Keesee could spend more than an hour discussing the sculpture’s authenticity. He agreed that it looks so true to life that it gives a three-dimensional element to his Civil War book – a volume that was a labor of love to produce.
“History is my passion,” Keesee said.
He spent 15 years collecting materials for and writing his book. The work tells a story often overlooked but so worth recounting. Keesee said that 200,000 of the Union Army’s soldiers were under 18, about 10 percent of it troops.
The total includes a number of boys who were 12 and younger. The Union Army set 12 as its minimum age for enlisting, which meant that boys as young as 10 could lie about their age and enlist, Keesee said.
Recruiters, paid $2 for each soldier they signed up, were not zealous about checking the boys’ true ages.
Soldiers in their early teens often served as drummers for Union Army squads since they were too young for combat. Still, the young drummers were often shot at. Manuel’s sculpture reflects this; the drummer has a wound the medic is treating.

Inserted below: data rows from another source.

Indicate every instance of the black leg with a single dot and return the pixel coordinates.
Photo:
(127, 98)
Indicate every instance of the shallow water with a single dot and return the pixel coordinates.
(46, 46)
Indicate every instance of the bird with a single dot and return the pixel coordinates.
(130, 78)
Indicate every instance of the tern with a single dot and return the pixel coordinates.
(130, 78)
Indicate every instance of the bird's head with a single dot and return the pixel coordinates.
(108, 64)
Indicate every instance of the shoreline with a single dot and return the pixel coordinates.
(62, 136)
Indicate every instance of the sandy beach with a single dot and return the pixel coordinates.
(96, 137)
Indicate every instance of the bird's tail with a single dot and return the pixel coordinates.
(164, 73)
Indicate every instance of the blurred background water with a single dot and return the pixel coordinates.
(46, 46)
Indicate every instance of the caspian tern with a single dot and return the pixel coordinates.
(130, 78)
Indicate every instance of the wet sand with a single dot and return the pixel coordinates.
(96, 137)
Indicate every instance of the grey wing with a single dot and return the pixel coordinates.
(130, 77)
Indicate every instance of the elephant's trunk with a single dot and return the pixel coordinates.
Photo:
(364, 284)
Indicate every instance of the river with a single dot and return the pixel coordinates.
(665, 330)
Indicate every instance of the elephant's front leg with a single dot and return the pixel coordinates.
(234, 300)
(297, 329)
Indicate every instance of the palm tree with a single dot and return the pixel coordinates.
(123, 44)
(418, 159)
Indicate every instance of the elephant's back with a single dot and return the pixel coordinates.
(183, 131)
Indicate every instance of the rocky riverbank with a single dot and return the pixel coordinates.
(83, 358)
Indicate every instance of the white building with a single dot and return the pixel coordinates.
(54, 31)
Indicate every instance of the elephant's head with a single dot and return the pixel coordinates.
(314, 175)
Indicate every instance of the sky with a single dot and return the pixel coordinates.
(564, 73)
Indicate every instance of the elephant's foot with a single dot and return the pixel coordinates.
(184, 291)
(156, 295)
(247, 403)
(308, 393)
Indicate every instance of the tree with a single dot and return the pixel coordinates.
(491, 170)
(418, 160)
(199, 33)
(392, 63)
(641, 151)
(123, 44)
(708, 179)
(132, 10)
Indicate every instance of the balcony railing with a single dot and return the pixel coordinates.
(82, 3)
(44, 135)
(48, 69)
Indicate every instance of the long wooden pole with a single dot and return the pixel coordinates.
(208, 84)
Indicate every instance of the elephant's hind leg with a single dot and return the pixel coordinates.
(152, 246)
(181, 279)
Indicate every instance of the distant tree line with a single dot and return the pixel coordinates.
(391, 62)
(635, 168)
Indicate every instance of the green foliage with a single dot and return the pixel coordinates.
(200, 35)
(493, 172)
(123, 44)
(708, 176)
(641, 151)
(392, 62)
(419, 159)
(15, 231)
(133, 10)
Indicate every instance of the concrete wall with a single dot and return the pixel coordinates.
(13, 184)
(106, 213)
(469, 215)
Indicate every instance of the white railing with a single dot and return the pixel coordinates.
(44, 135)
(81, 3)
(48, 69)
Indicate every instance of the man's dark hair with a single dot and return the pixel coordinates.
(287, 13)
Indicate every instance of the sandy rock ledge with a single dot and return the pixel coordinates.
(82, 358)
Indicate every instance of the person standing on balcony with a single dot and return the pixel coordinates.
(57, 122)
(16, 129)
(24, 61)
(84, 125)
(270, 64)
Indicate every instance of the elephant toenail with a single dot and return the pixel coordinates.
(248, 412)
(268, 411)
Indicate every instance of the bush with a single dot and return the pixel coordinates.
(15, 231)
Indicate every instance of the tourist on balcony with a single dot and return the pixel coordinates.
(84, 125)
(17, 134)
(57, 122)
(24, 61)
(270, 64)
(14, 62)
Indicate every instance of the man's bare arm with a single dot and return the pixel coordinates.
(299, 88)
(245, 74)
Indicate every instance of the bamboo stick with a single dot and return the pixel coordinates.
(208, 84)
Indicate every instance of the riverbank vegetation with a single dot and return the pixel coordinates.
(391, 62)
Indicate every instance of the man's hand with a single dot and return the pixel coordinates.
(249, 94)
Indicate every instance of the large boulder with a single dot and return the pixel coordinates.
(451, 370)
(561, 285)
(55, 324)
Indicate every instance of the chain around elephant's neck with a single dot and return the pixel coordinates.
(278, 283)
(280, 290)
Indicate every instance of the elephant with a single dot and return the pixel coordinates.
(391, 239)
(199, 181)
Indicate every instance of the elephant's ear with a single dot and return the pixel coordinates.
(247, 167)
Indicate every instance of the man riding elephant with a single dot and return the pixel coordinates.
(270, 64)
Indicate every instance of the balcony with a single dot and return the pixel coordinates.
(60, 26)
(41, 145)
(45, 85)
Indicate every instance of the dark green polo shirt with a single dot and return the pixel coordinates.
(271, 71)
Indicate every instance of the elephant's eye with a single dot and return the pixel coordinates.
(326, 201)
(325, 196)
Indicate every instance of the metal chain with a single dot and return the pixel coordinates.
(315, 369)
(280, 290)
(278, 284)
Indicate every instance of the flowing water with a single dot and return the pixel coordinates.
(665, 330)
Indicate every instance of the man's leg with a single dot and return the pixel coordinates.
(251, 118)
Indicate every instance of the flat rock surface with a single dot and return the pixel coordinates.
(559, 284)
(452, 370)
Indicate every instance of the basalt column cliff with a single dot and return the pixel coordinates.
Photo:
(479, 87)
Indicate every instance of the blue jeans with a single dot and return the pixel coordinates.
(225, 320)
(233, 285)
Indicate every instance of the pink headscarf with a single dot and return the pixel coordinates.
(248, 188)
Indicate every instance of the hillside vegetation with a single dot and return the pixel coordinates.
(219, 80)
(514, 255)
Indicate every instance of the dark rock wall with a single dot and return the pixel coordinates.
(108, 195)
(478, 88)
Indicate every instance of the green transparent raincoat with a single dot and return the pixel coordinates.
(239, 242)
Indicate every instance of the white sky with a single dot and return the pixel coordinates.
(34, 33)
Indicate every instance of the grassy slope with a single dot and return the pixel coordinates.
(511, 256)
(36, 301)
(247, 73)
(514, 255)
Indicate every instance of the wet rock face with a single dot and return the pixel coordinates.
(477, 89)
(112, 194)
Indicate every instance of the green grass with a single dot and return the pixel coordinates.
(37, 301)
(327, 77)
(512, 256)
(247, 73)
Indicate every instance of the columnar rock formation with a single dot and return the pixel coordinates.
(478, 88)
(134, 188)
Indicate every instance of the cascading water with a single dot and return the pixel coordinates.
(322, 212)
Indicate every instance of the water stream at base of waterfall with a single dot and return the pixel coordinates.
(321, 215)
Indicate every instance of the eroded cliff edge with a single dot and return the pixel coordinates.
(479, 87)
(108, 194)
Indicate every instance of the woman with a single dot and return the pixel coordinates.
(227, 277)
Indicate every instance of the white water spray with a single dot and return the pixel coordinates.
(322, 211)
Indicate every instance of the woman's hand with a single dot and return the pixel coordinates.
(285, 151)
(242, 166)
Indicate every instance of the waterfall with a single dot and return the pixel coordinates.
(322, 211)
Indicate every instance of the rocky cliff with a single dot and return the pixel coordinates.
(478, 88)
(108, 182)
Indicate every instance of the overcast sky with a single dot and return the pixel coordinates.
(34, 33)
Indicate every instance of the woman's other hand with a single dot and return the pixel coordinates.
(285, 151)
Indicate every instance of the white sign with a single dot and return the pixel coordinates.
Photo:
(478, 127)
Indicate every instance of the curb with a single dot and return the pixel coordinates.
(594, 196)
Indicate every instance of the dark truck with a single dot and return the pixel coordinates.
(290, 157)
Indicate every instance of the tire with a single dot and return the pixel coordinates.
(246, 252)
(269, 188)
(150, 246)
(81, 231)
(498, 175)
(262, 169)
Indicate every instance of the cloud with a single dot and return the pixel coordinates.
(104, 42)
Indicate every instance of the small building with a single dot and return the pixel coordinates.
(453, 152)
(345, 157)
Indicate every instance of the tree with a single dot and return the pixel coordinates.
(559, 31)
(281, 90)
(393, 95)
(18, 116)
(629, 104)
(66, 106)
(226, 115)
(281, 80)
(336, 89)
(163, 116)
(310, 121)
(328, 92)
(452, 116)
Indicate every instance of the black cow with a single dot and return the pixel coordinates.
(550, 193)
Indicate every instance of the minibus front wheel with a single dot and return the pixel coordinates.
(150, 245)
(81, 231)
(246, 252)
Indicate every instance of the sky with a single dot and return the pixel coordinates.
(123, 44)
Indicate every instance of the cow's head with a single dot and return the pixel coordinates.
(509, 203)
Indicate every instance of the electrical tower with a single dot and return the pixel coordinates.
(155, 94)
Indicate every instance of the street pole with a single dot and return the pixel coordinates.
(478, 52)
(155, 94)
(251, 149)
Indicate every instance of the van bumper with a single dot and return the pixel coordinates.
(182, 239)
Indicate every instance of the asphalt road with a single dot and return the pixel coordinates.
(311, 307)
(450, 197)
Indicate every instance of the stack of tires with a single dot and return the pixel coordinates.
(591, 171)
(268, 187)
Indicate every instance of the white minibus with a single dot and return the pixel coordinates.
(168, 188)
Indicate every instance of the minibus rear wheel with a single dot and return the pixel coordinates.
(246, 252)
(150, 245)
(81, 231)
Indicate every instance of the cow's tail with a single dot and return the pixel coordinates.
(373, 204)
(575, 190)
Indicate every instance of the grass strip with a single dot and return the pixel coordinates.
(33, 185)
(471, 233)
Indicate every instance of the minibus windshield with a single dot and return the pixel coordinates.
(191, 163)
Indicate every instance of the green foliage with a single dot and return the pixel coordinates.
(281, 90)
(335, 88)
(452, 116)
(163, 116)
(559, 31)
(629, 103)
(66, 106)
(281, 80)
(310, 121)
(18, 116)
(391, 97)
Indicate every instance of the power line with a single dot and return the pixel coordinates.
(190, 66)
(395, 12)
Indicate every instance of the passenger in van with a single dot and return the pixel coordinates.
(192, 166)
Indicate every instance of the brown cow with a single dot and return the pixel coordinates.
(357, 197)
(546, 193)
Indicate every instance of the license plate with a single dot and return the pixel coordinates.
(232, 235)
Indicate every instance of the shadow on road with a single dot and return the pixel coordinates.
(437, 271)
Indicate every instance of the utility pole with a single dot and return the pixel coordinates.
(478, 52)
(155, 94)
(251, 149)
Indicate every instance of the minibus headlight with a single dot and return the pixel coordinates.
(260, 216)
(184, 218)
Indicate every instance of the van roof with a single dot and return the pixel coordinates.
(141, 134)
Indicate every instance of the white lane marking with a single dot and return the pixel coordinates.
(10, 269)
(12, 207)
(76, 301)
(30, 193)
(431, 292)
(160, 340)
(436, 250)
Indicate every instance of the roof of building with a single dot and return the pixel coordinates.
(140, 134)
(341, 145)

Young boys were popular members of Union Army units.
“Many of the men (in the Union Army units) had sons the same age back home. They looked at them as examples of who they were fighting for,” Keesee said.
“Too Young To Die” features 213 photographs and illustrations, one of the largest compilations of boy-soldier photographs ever assembled.
It features several photographs of John Lincoln Clem, the most famous of the boy-soldiers, remembered as the “Drummer Boy of Chickamauga.”
Clem joined the Union Army in his early teens and fought in many battles with the 22nd Michigan Infantry. Clem remained in the army after the Civil War before retiring in 1915. He was the last man on active duty who had fought in the Civil War when he retired.
Manuel, like Keesee, was inspired to create his work because of his passion for history. Incredibly, he named his piece “Too Young To Die,” and was halfway done with it before learning that Keesee had written a book with the same title.
“How amazing is that?” Lee Manuel said.
David Manuel and Keesee may collaborate again in the future, this time intentionally. Keesee is working on another history book and is interested in having David Manuel make a sculpture to complement it.
The fall festival Keesee appeared at Saturday was attended by about 500 people, including a number from the East Coast and even Switzerland. Many of the works Fall Festival visitors saw Saturday will be displayed at the Hot Lake Springs Museum, which will open in the spring of 2009.